According to sources, the brand plans to open a boutique in London as early as March.
“LVMH’s vast network of global leaders across the industry and its rich history in growing exceptional storied brands offers a truly unique partnership opportunity to fuel the next chapter of growth for Aimé Leon Dore,” founder Teddy Santis said in a statement.
Financial terms were not disclosed.
LVMH Luxury Ventures said Aimé Leon Dore would continue to operate independently out of its New York offices, with the fund’s support and guidance.
Santis launched into fashion with a made-up brand name, slim sweatpants and down vests that he paired with Air Jordan 1 sneakers.

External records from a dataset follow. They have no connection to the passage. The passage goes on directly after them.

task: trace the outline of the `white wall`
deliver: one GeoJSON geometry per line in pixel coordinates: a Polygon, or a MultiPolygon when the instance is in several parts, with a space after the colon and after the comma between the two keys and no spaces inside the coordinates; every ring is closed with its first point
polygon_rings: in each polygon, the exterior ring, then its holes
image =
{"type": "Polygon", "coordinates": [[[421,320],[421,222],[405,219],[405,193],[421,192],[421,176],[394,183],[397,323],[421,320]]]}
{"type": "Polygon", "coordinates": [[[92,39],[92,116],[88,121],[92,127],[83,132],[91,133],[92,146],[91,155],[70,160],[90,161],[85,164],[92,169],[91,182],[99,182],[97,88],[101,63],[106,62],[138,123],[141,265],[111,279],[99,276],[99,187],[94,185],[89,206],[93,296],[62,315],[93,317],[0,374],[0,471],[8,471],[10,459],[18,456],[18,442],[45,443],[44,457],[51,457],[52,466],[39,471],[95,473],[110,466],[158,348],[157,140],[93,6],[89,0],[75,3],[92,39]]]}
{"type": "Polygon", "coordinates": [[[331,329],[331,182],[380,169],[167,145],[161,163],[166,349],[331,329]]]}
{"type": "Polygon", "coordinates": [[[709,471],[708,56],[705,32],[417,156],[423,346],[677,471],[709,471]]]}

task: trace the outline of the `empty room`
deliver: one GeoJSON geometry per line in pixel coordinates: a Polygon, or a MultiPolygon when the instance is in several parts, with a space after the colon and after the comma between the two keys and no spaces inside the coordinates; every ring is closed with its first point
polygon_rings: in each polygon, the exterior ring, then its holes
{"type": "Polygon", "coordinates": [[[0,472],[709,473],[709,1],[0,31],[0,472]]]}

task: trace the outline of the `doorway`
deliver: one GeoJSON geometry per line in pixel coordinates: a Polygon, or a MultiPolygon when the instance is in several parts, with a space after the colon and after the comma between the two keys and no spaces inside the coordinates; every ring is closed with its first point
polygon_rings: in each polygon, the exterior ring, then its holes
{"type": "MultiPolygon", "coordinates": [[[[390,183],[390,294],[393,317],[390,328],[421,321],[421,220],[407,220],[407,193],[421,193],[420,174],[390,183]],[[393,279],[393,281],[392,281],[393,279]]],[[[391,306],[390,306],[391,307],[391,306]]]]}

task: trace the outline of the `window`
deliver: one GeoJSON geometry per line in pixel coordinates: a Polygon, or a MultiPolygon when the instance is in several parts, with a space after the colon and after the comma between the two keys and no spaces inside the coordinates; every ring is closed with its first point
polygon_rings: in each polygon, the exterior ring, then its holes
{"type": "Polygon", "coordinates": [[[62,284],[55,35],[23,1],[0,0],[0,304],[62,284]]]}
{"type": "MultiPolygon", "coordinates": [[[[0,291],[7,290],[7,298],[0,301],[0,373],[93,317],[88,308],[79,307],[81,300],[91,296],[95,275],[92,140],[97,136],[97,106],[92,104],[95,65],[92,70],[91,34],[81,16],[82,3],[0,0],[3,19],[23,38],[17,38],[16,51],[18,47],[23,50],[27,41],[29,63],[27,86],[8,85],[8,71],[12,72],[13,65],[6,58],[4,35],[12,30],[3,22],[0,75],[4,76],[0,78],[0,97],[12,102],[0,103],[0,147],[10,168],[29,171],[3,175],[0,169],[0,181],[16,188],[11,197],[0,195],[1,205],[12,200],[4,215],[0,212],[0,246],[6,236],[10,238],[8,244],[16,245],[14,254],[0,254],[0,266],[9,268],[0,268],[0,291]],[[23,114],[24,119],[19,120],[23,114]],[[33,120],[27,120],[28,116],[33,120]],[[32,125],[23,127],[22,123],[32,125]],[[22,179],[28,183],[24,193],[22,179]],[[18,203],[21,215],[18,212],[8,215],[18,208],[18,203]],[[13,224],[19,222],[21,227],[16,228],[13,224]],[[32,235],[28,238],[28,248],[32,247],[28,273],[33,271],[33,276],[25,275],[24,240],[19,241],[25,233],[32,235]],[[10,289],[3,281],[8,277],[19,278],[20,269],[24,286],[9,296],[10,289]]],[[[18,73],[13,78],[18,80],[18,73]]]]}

Today Aimé Leon Dore creates seasonal ready-to-wear, footwear and accessories collections. It has also done collaborations with Woolrich, Suicoke, Timberland, New Era, Paraboot, Drake’s and Porsche.
The brand’s flagship in NoLIta currently its only location in the world, is also home to Café Leon Dore, which serves coffee and pastries from Greece — a nod to the homeland of Santis’ parents.
It is understood the brand has been charting rapid growth in recent years, primarily via its online store, which ships worldwide, and despite having trimmed all wholesale accounts to become a purely direct-to-consumer brand.
Aimé Leon Dore is analogous in some ways to Supreme — at least in its sparse interactions with the press, commitment to organic growth, and tight control of its distribution and image.
It is understood LVMH was attracted to the company’s cultural relevance, community-building know-how, elevated and refined approach to products, and sophisticated campaigns around product drops, often involving artists and musicians.
The brand counts 726,000 followers on Instagram, an eclectic tumble of vintage photography, film stills, artworks and product shots, including a closeup of an embroidery reading: “A team from outta Queens with the American dream. A.L.D.N.Y.C.”
Santis has collaborated frequently with Boston-based New Balance, reimagining styles including the 550, the 1300, the 990, the 997 and the 827. Last April he took on the role of creative director of New Balance’s Made in USA label, the activewear brand’s designation for product that has a domestic value of 70 percent or more.
LVMH Moët Hennessy Louis Vuitton established LVMH Luxury Ventures in 2017 with a mission to take minority stakes in early-stage luxury brands that have high growth potential and compelling business models.
Its first investments were French beauty brand Officine Universelle Buly 1803 and New York-based sneaker reseller Stadium Goods, both of which it has already exited.
In 2019, it took a minority stake in Gabriela Hearst, the luxury women’s wear label devoted to sustainability.
Its current portfolio also includes Los Angeles-based skin care brand Versed, California apparel brand Madhappy, New York-based watch platform Hodinkee, British mystery box start-up Heat, and social shopping specialist Replika Software, based in New York and Paris.
According to its website, LVMH Luxury Ventures targets companies with revenue between 3 million and 30 million euros, and makes equity investments ranging from 2 million to 15 million euros, yielding shareholdings of between 5 and 25 percent.